Our study investigates the existence of reporting heterogeneity in self-assessed sleep difficulties among college students with and without depressive symptoms. While focusing on this subpopulation is highly relevant because of the important changes in sleep patterns and dramatic increases in depression onset many college students are facing [91, 92]–with consequences for depression and bipolar disorder during adulthood [24]– our results only speak to the college student population and it is therefore difficult to generalize our findings to the overall population. This constitutes an important limitation and we hope to encourage further researchers to explore whether our results hold in other settings and in the general population. Moreover, our results indicate minor differences in reporting behaviors between individuals with and without symptoms when it comes to evaluating their sleep difficulties. Future research could however explore the presence of reporting heterogeneity across these groups in other domains such as self-reported quality of life and well-being, for which corresponding reporting patterns are likely to be different.

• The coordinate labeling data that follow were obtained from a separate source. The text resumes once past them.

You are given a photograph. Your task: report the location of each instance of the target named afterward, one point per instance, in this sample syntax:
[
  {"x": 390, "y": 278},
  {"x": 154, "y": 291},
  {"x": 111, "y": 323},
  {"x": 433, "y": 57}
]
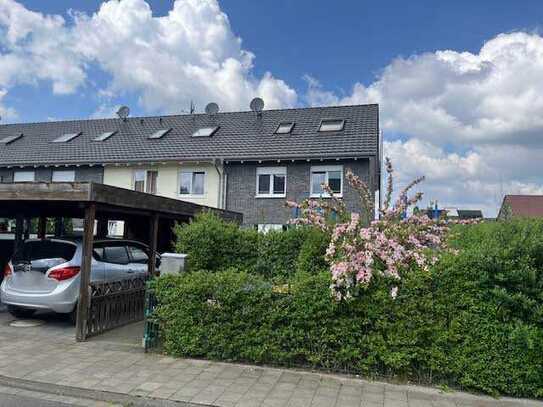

Another limitation of our study is that our vignette adjustment to control for reporting heterogeneity rely on two assumptions, i.e., response consistency and vignette equivalence, that cannot be directly tested in our application. That being said, these two assumptions are very commonly used in the vignette literature [45, 47, 55, 62, 63] and we present in S3 and S4 Appendices. some evidence that suggests that they could hold in our setting as well. In addition, although widely used and validated, PHQ-9 is the sole instrument used in this study to determine the presence of depressive symptoms of our respondents and we therefore cannot rule out possible misclassification errors. Finally, we can not rule out the possibility that college students with depressive symptoms were less likely to participate in our study and complete our survey, which can lead to selection bias.
Overall, the results of our study suggest that comparisons of self-assessed sleep difficulties between college students are meaningful, even between those with and without depressive symptoms, and that reporting heterogeneity plays a minor role in explaining the relationship between sleep difficulties and depressive symptoms.